The disability serving agencies that support Tony and hundreds of thousands of others like him, operated with a great deal of heart but with modest financial reserves before the coronavirus crisis. Today, these services are in peril. Two interconnected issues have pushed these agencies to the brink of collapse: a severe shortage in direct service professionals and rapidly mounting expenses associated with COVID-19. If disability serving agencies fail or shut down, it will have catastrophic impact for the people they serve, most of whom have no other safety net. This warrants a closer look at the issues underlying the current crisis.
First, there is a national workforce crisis in the field of direct support professionals that predated COVID19, and that has only gotten worse in the past two months.

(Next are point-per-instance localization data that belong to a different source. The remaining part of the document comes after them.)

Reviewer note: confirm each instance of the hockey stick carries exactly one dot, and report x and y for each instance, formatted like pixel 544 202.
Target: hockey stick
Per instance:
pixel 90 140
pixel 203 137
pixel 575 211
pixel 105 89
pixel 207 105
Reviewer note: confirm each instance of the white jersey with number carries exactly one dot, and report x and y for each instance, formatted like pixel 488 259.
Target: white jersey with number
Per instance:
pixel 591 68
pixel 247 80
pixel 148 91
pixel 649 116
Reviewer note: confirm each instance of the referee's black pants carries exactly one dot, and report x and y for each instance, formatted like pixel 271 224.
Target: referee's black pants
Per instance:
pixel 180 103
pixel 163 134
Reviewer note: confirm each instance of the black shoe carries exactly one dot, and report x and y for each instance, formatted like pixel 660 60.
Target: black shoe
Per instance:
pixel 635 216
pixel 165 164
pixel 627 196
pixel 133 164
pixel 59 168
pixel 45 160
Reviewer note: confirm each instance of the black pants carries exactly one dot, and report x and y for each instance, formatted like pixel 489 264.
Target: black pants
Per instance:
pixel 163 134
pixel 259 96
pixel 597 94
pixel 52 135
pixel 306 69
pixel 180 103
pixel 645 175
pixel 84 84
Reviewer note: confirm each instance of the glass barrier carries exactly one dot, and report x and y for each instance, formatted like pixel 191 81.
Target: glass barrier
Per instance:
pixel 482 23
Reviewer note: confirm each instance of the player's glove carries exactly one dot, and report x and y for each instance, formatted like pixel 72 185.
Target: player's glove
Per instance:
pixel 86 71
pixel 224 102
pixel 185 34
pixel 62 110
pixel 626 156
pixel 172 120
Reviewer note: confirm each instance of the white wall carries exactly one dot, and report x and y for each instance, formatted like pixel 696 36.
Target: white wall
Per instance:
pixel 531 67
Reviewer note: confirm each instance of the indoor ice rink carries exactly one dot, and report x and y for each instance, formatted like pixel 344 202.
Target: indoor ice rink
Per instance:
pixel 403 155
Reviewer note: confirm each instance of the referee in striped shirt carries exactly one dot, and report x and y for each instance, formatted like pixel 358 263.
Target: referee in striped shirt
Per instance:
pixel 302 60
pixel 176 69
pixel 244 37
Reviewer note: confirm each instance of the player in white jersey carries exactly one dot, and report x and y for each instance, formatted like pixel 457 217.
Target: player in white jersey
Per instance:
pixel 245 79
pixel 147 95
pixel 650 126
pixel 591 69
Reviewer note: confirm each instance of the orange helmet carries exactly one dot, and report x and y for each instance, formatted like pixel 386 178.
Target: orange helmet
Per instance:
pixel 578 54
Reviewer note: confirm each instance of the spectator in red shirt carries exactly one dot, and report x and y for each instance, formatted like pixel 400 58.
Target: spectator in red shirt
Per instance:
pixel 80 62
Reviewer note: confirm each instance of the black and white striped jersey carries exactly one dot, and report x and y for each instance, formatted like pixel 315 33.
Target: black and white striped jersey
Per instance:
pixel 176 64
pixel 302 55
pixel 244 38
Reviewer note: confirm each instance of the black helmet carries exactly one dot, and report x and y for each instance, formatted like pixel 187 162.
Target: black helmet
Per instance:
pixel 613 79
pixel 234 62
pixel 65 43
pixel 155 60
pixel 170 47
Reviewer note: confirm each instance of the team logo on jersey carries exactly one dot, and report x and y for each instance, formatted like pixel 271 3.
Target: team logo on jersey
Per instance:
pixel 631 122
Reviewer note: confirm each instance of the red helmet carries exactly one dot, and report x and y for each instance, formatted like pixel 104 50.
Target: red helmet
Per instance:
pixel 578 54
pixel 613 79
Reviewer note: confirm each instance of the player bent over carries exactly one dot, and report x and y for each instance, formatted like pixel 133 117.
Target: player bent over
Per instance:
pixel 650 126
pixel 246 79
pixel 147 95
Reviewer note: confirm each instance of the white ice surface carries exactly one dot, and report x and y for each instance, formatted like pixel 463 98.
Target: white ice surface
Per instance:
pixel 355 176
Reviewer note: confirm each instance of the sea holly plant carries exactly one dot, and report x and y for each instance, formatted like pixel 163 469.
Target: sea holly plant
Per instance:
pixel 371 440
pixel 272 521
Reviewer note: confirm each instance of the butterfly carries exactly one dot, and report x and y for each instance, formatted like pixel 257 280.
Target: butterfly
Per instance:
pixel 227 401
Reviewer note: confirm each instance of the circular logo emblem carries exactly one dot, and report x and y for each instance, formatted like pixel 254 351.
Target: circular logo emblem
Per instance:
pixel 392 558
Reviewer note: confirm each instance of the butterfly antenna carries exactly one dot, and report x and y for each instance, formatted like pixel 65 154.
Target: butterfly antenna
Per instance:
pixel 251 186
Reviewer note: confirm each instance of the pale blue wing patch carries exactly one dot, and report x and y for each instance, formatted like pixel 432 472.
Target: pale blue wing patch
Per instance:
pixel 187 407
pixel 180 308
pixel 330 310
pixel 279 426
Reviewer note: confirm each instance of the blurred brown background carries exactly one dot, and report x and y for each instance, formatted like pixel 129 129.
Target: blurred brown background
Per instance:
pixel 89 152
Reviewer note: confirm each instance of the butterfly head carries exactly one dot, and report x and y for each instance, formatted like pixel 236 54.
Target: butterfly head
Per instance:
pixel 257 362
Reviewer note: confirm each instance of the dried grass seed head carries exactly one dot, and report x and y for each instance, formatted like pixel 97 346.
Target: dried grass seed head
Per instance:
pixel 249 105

DSPs are the heroes that help people with disabilities get out of bed, get dressed, care for feeding tubes and catheters, administer medications, help people to eat and to do myriad other daily tasks. They provide attendant care, staff group homes and day programs, work as job coaches and aids. There are more than 55,000 direct service professionals across Pennsylvania, helping people with disabilities to live with dignity and as much independence as possible. These jobs are meaningful and may be personally fulfilling, but they are also hard, and they don’t pay very well. These essential professionals earn approximately $13.20/hour. Right now, DSPs could make more collecting unemployment than going to work. And yet most keep showing up every day because they are deeply committed to the people they support. . There is a high turnover rate (more than 30% annually) and low wages mean that many work full time but still need to rely on public benefits to make ends meet for their families. And yet these jobs are critically important. Gaps in coverage by direct service professionals mean that people with disabilities can be left alone in bed, without food or medicine; many have no back-up plans for care and little independent ability to reach out for help.
The second force accelerating the current crisis is financial. Disability serving agencies in Pennsylvania report a 28% increase in expenses to protect their vulnerable clients from COVID-19. In addition to purchasing personal protective equipment and cleaning supplies and services, residential programs have needed to increase staffing to fill the hours that their clients used to spend at workforce or recreational programs. Most have initiated pay incentives to keep DSPs coming to work, But right now, these agencies have no way to pay for these necessary expenses. Medicaid, the funding stream that pays for virtually all disability services, has not adapted to the crisis and has not provided any emergency support to cover these unexpected costs. Some group home providers have less than three days cash on hand, which means they might not make payroll. Without additional funding, disability providers will need to shut down services, and the people with disabilities they currently serve will end up in hospitals, nursing homes or homeless shelters.
We have a responsibility to the hundreds of thousands of people with disabilities like Tony who rely on assistance from disability serving agencies for the most basic daily tasks. Let’s make sure that Tony has the care we would want for a family member who needs it.